Hadoop MapRed is based on a “pull” model where multiple “TaskTrackers” poll the “JobTracker” for tasks (either map task or reduce task).

Apache Hadoop MapReduce
Apache Hadoop MapReduce

The figure above depicts the execution of the job.<ref>http://horicky.blogspot.com/2008/11/hadoop-mapreduce-implementation.html Pragmatic Guide</ref>

  • Client program uploads files to the Hadoop Distributed File System (HDFS) location and notifies the JobTracker which in turn returns the Job ID to the client.
  • The Jobtracker allocates map tasks to the TaskTrackers.
  • JobTracker determines appropriate jobs based on how busy the TaskTracker is.
  • TaskTracker forks MapTask which extracts input data and invokes the user provided "map" function which fills in the buffer with key/value pairs until it is full.
  • The buffer is eventually flushed into two files.
  • After all the MapTask completes (all splits are done), the TaskTracker will notify the JobTracker which keeps track of the overall progress of job.
  • When done, the JobTracker notifies TaskTracker to jump to reduce phase. This again follows same method where reduce task is forked.
  • The output of each reducer is written to a temporary output file in HDFS. When the reducer finishes processing all keys, the temp output file will be renamed atomically to its final output filename.

YARN

While the initial implementation of MRV1 on Hadoop was successful, heavy use of the product did show some pain points in the MRV1 implementation. Notably heavy processing load would cause the JobTracker to be a large bottleneck. In order to help remove this bottleneck, YARN was implemented. YARN is an application framework that solely does resource management for Hadoop clusters. Now not only can you run Map Reduce jobs, but you can also put other in cluster implementation under the YARN resource management. Allowing you to properly allocate resources across your cluster. YARN at it's simplest is the separation of the work that the JobTracker would do into two new processes. The resource manager (ResourceManager) and the job scheduling and monitor task (ApplicationMaster).
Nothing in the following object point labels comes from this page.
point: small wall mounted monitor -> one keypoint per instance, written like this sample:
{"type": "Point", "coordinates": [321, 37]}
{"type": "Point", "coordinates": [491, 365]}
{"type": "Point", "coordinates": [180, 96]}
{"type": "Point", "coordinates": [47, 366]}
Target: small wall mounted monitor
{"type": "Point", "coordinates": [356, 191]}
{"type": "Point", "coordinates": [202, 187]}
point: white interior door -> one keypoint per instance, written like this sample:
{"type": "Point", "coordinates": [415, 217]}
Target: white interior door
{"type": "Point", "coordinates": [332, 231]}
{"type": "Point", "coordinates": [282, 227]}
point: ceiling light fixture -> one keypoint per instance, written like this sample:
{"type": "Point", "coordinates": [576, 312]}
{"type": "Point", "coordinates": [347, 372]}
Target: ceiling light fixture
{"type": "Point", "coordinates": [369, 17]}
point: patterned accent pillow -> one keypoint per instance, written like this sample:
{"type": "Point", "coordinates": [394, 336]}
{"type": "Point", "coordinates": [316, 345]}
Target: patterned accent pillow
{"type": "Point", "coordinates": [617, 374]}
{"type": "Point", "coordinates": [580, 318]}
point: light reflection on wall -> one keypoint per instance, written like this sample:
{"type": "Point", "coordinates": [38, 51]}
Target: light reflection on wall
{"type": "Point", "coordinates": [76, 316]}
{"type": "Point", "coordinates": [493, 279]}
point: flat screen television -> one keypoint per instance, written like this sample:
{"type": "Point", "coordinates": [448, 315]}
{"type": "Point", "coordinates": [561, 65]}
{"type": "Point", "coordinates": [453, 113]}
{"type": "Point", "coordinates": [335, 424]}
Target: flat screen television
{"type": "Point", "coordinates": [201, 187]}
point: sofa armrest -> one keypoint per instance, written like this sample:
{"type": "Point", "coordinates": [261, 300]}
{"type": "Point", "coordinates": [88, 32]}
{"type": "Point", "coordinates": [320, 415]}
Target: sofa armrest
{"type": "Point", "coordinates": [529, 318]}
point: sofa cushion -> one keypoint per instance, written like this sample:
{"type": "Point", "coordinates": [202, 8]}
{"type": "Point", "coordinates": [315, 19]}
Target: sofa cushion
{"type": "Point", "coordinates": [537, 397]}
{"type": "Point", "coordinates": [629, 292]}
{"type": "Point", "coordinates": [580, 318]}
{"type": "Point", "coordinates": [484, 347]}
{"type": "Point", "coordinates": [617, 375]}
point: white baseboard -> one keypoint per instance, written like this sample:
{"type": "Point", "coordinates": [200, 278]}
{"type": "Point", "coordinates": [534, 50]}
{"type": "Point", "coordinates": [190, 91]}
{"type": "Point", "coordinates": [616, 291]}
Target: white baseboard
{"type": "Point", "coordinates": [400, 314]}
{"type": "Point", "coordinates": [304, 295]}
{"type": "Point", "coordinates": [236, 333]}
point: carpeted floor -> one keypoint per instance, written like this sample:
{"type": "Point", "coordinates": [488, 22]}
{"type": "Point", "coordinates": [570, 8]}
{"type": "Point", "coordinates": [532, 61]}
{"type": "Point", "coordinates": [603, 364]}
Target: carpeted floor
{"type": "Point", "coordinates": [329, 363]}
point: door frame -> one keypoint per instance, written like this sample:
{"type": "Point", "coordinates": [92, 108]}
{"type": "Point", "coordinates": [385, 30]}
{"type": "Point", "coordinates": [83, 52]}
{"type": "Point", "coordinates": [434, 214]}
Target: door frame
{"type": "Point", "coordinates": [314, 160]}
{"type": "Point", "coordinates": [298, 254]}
The map reduce API changes only in that applications need to change imports. However, the execution of the job changes significantly. Yarn does work in units called containers. Containers represent a unit of work that can be done on a cluster. Upon job submission, the ResourceManager allocates a container for the ApplicationMaster. This ApplicationMaster runs on a DataNode in the cluster. To run the application manager requests that a NodeManager launch the ApplicationMaster in that container. The ApplicationMaster then determines based on the input splits, the number of map tasks to create. Once this information is known the ApplicationMaster, requests the container resources from the ResourceManager Based on the locality of data and available resources, the ResourceManager decides where to run the map tasks. The ApplicationMaster then asks the NodeManagers on the assigned nodes to start the map tasks.

Spark

Just as YARN was implemented to address some of the short comings of MRV1, Spark is a new execution framework to help remove some of the inefficiencies and startup latency of MapReduce. Spark takes greater advantage of available memory on the nodes in the cluster, and will start job execution immediately. Where MapReduce will wait until distribution of code to all the nodes. Spark also adds a number of things into the framework, such as streaming and ingestion and the ability to do SQL queries within the applications.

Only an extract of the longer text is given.